Un an plus tard, force est de constater que tout n’est pas si rose. Les tories et Theresa May, qui fête ce dimanche ses 61 ans, ont débarqué à Manchester sous les cris d’une énorme manifestation proeuropéenne et antiaustérité. La marée de drapeaux bleus européens faisait un peu désordre. Par ailleurs, le congrès s’ouvre alors que l’agence de notation Moody’s vient de rétrograder la note du pays pour cause « d’incertitude économique liée au Brexit » et que le Royaume-Uni enregistre désormais la croissance la plus lente du groupe des G7 (États-Unis, Canada, France, Allemagne, Japon et Italie). Il y a un an, le pays était l’économie la plus performante.
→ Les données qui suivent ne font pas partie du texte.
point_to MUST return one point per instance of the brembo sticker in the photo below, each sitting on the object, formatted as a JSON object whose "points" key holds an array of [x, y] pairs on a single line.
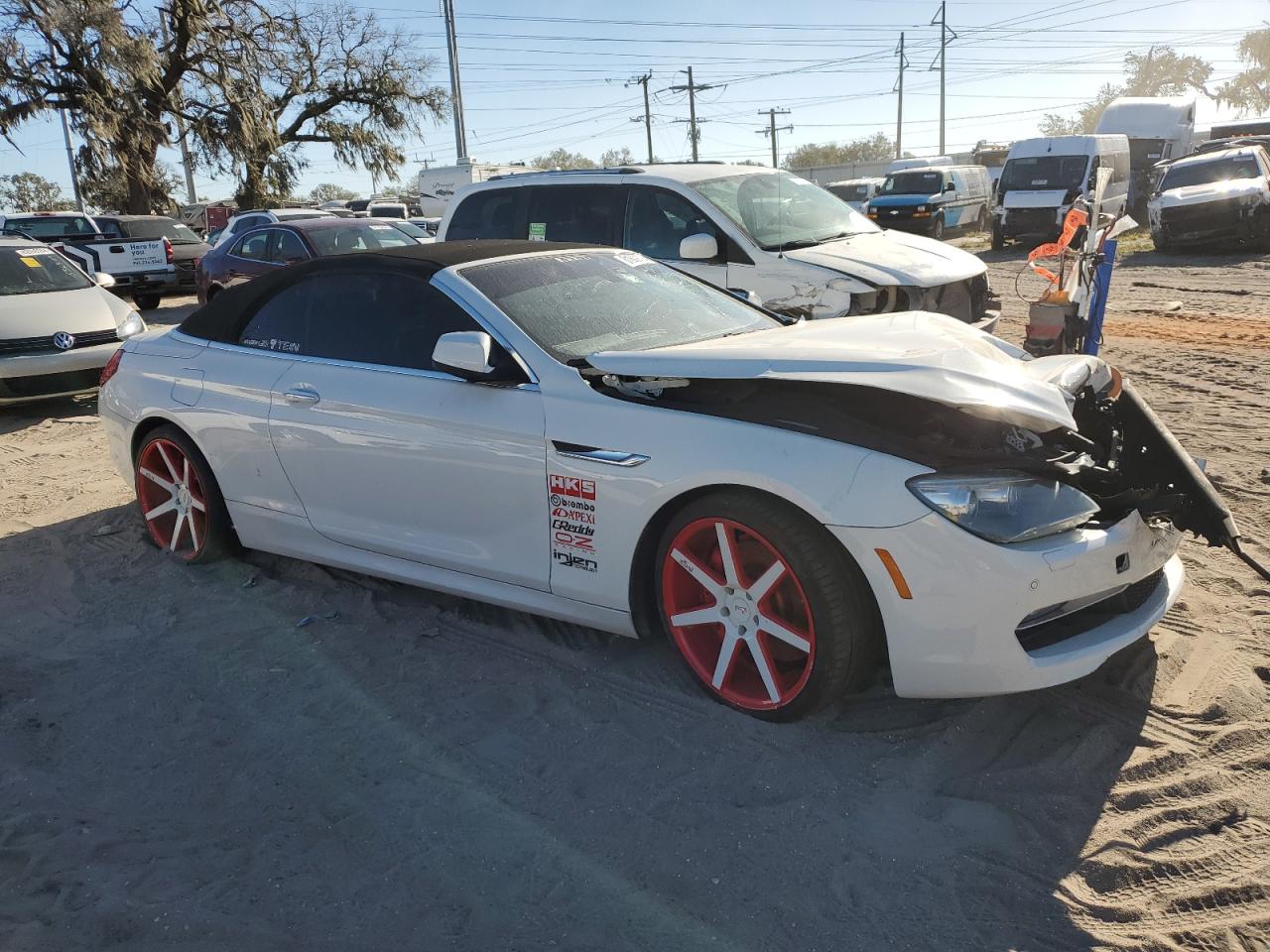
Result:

Quant aux négociations sur le Brexit, elles avancent à un rythme d’escargot, en grande partie parce que le gouvernement semble incapable de se mettre d’accord sur une stratégie commune. Theresa May a certes permis de relâcher un peu la tension après son discours la semaine dernière à Florence, mais plus grâce à un ton bien plus conciliant envers les Européens qu’à une ligne plus claire.

Tribune assassine

En arrivant à Manchester, Theresa May espérait pouvoir se consacrer à des sujets de politique intérieure. Elle a ainsi promis de geler les frais d’inscription à l’université, fixés tout de même à 9250 livres par an (10 500 euros), ou de développer un programme d’aide à l’achat d’un premier logement ou le programme d’apprentissage pour les jeunes. Mais, alors qu’elle faisait dimanche après-midi son entrée dans l’immense centre de conférence au coeur de Manchester, la seule question qui fusait de la meute de journalistes était la suivante : « Boris Johnson va-t-il rester à son poste ? Va-t-il vous remplacer ? »
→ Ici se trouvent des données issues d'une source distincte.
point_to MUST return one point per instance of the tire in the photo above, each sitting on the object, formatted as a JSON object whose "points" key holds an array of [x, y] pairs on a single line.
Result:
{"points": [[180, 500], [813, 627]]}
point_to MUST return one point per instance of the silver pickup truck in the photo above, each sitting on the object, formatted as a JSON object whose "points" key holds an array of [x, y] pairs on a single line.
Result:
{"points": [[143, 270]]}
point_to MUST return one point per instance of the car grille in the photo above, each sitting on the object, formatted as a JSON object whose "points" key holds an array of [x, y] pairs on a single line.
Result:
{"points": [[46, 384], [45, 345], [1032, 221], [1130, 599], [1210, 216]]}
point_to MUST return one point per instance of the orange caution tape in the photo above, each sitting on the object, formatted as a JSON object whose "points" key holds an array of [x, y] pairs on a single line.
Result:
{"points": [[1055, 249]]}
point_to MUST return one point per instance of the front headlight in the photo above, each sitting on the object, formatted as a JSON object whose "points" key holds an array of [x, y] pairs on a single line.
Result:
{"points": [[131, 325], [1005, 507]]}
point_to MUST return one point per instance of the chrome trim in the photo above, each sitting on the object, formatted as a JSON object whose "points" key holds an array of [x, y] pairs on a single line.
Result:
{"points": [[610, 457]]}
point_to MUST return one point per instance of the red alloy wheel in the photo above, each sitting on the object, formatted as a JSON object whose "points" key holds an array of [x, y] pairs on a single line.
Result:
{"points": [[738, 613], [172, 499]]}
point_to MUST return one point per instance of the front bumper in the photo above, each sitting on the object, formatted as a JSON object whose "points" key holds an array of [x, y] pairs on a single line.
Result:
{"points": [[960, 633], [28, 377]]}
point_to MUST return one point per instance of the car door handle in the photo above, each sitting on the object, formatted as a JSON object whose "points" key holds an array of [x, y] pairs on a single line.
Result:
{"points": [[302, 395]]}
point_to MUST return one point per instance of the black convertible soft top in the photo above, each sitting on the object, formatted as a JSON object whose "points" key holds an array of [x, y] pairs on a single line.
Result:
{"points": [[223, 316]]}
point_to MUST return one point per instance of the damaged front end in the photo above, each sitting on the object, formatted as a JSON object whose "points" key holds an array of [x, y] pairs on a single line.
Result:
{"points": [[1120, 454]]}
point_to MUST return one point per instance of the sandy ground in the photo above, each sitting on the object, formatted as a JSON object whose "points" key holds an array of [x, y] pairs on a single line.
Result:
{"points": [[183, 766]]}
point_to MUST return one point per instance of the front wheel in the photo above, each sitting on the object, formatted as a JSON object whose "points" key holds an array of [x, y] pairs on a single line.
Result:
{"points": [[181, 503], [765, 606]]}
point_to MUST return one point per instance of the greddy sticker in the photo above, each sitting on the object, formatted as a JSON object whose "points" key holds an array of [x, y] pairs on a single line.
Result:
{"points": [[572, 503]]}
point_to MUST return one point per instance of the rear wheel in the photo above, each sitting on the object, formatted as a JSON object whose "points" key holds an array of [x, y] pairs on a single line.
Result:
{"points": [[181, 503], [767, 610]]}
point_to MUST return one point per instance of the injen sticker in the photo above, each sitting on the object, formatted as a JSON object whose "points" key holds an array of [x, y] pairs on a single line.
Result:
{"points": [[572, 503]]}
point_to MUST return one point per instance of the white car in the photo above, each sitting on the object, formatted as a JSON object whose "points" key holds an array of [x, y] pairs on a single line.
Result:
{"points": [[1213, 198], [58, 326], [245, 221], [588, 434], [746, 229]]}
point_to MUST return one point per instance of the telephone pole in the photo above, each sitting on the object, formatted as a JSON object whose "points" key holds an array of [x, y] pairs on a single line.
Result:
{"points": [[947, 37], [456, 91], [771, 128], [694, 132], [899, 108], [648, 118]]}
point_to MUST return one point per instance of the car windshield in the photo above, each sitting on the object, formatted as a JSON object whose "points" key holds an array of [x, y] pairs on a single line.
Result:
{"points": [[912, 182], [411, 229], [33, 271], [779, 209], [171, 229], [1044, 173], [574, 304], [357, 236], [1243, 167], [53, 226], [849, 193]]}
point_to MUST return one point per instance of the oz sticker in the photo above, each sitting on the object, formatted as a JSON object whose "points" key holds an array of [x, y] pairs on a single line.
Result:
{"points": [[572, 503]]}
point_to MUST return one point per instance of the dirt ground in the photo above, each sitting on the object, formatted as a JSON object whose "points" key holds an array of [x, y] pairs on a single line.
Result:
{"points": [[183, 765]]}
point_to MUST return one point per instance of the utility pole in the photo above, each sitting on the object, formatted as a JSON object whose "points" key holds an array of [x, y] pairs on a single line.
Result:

Très peu audible depuis sa nomination au poste de ministre des Affaires étrangères, privé de toutes prérogatives dans les négociations sur le Brexit, Boris Johnson montre depuis quelques semaines de sérieux signes d’impatience. Il ne cache pas n’avoir jamais abandonné l’idée de diriger le Parti conservateur et d’entrer au 10, Downing Street. Après avoir publié une tribune assassine dans le Daily Telegraph, réclamant un Brexit dur et critiquant implicitement la première ministre, il était ensuite, semblait-il, rentré dans le rang.
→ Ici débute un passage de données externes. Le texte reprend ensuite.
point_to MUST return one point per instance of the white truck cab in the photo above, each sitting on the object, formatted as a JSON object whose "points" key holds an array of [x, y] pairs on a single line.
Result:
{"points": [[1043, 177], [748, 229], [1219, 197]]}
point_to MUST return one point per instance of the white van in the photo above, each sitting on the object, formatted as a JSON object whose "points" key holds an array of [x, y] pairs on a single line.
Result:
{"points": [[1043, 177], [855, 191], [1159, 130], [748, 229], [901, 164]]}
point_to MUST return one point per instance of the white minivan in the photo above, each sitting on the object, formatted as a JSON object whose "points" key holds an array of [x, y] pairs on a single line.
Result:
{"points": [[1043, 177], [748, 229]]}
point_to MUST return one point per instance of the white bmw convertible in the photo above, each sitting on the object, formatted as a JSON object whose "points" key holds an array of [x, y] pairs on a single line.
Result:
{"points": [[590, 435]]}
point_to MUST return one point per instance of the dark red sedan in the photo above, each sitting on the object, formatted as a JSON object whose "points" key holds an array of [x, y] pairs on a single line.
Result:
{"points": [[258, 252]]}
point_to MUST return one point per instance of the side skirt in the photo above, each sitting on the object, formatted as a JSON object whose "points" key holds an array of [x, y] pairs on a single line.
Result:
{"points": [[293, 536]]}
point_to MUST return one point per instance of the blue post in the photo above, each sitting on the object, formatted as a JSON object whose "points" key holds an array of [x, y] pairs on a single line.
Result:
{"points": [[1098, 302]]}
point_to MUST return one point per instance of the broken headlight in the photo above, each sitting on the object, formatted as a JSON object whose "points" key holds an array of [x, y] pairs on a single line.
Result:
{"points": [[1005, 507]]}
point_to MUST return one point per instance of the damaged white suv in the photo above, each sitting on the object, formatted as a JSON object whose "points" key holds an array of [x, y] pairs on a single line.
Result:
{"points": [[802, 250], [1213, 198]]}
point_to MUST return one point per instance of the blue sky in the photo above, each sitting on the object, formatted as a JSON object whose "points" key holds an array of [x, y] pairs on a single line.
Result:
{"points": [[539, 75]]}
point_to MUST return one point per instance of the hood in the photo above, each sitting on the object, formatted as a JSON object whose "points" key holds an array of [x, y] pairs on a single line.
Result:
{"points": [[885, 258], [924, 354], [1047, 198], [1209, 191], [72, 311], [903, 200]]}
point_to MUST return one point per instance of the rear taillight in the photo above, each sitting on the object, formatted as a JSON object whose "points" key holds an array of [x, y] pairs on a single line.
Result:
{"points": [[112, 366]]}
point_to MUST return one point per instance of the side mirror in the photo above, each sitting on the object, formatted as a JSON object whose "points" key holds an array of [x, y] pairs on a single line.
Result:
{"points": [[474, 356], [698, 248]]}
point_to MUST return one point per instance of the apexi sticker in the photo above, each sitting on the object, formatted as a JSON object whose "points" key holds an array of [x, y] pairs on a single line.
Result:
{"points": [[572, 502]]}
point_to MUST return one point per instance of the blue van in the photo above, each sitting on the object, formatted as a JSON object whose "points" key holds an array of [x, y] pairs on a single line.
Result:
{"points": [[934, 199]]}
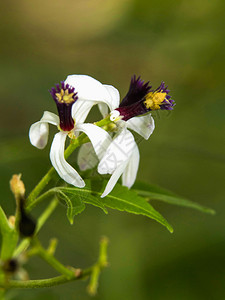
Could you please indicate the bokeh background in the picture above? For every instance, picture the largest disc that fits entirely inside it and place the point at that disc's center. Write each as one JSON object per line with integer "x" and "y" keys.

À la veille de l’ouverture du congrès, qui se conclura mercredi, il a récidivé, en publiant dans le quotidien The Sun ses « lignes rouges » sur le Brexit. Et comme si cela ne suffisait pas, une vidéo circule, où, alors qu’il est en voyage officiel en Birmanie, il commence à déclamer un poème de Rudyard Kipling à la gloire du colonialisme anglais, avant d’être interrompu par un ambassadeur britannique visiblement horrifié. « Vous êtes enregistré, ce n’est pas une bonne idée, pas approprié », lui murmure-t-il. Michael Heseltine, ancien vice-premier ministre de Margaret Thatcher, a jugé que de tels manquements à la discipline gouvernementale auraient dû, normalement, entraîner son renvoi à plusieurs reprises. En multipliant les provocations, Boris Johnson humilie et affaiblit chaque jour un peu plus Theresa May. Il n’est pas sûr que l’ensemble du parti, où Boris Johnson est loin de faire l’unanimité, apprécie. Mais l’impression de désordre et de manque de direction claire, à l’aube d’un congrès censé rassembler les troupes, est particulièrement frappante.